To summarize, a model of the epithelium as an inviscid fluid allowed to quantify the closure of small circular wounds and to classify different cell phenotypes according to the value of the epithelization coefficient, $D={\sigma }_p/\xi$, defined as the ratio of the border protrusive stress, ${\sigma }_p$, to the friction coefficient, ξ, between epithelium and substrate. Altogether, the good agreement obtained between model predictions and experimental data validates the modeling assumptions we made, such as isotropy of the epithelium and rotational invariance about the initial center of the wound. On the relevant timescale of several hours, the viscoelastic rheology of the epithelium could be neglected: the protrusive force generated by lamellipodia at and close to the margin dominated force generation and drove collective migration, whereas epithelium-substrate friction dominated dissipation. The purse-string mechanism contributed negligibly to force generation and thus was not necessary for epithelization, a feature reminiscent of in vivo tissue spreading during zebrafish gastrulation (48). In the experiments presented here, the contractile cable likely played a structural role: its tension ensured a symmetric closure by rounding the shape of the wound.

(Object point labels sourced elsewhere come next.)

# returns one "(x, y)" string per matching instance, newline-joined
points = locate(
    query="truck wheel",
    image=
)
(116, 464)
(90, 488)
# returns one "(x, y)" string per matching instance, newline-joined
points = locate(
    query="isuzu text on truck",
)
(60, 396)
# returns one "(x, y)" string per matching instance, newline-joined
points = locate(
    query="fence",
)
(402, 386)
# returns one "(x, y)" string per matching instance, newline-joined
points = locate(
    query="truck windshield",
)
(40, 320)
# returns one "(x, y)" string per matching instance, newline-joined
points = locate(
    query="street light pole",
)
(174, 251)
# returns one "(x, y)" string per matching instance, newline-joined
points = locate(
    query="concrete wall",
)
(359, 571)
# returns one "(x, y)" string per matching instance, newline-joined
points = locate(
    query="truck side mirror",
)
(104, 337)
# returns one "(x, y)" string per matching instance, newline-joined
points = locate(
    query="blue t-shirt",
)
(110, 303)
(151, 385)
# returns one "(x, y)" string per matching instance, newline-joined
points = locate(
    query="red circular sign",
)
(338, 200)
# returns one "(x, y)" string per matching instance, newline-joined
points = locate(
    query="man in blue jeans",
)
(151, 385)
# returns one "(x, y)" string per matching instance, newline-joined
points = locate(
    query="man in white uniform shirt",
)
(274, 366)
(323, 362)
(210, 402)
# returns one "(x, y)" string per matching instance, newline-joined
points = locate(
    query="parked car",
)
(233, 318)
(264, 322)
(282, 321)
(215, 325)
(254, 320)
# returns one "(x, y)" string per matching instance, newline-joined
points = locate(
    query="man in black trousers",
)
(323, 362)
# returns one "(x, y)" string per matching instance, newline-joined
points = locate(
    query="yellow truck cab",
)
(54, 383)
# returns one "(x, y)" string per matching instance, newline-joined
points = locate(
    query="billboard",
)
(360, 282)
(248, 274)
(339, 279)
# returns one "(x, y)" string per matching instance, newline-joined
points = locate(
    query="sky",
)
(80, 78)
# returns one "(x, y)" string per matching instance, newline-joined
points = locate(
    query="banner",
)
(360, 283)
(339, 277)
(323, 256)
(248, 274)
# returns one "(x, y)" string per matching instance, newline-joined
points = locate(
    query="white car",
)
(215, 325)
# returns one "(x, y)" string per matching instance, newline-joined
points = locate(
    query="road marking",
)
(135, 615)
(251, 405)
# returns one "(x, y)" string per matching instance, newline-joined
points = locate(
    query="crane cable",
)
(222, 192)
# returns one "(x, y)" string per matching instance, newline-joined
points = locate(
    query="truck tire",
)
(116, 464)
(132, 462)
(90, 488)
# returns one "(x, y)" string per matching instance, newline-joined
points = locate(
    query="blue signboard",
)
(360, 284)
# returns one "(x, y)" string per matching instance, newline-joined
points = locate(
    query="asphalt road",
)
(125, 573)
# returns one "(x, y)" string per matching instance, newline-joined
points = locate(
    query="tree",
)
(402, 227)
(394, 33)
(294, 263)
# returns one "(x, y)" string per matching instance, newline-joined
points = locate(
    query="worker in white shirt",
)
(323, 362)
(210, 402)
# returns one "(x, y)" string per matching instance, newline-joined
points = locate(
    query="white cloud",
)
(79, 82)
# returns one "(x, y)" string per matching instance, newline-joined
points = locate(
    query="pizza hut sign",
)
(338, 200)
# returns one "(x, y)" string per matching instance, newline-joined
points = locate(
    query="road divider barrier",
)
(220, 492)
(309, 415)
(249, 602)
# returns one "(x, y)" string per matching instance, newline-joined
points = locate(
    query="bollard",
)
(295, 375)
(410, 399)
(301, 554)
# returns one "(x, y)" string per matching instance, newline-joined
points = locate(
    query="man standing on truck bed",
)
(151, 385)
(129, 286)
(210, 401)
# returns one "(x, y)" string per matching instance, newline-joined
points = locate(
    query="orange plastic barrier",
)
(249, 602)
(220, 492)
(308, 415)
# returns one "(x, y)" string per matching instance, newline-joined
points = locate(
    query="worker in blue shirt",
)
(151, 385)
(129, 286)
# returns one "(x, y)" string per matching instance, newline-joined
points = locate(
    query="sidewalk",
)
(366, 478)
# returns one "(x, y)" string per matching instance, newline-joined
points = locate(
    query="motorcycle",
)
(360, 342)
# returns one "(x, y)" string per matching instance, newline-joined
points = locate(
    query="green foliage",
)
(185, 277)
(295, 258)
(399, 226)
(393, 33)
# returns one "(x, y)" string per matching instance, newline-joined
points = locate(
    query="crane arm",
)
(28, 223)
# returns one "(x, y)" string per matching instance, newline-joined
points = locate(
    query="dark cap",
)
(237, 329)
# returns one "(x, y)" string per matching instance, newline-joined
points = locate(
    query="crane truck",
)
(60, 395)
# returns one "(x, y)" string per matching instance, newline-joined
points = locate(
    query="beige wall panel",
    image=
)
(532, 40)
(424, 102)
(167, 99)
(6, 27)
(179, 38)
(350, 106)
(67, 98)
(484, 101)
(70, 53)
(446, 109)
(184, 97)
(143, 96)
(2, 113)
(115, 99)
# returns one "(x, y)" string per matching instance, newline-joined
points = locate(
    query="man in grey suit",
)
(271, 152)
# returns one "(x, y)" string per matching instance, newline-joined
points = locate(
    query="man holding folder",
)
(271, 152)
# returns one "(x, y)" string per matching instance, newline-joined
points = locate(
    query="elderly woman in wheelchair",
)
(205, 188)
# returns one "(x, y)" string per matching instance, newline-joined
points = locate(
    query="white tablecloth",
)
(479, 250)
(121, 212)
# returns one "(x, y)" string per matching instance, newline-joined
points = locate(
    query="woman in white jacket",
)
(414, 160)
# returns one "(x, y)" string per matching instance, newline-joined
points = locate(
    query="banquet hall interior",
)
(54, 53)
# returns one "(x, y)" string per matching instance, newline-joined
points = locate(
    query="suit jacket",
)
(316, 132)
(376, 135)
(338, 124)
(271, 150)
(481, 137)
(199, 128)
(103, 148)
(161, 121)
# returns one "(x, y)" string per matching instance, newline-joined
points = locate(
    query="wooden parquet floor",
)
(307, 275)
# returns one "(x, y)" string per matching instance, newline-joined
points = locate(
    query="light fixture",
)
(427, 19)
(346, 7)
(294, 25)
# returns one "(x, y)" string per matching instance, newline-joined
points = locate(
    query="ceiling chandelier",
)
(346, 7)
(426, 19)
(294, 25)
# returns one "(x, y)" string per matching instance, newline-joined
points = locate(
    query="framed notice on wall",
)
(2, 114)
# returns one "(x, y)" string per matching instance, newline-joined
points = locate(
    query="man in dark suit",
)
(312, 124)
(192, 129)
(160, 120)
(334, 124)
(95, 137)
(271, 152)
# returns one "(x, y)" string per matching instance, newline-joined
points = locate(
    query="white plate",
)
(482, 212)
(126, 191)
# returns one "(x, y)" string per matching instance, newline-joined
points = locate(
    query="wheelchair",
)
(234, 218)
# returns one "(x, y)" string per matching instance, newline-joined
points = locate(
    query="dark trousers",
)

Recent work has shown that the competition between friction and flow governs collective migration in developing organisms (32,48,49). Appropriate modifications of the model may lead to quantitative descriptions of in vivo epithelization during wound healing (2,11,50), but also during embryonic morphogenesis, as, for example, during the dorsal closure of D. melanogaster (13) or the ventral enclosure of C. elegans (14). Depending on the system, we expect to measure relevant quantities among the ratios ${\sigma }_p/\xi$, $\gamma /\xi$, $\gamma /{\sigma }_p$, $\eta /\xi$, and $\mu /{\sigma }_p$, that quantify collective migration phenotypes through the relative importance of border forces, friction, and tissue rheology.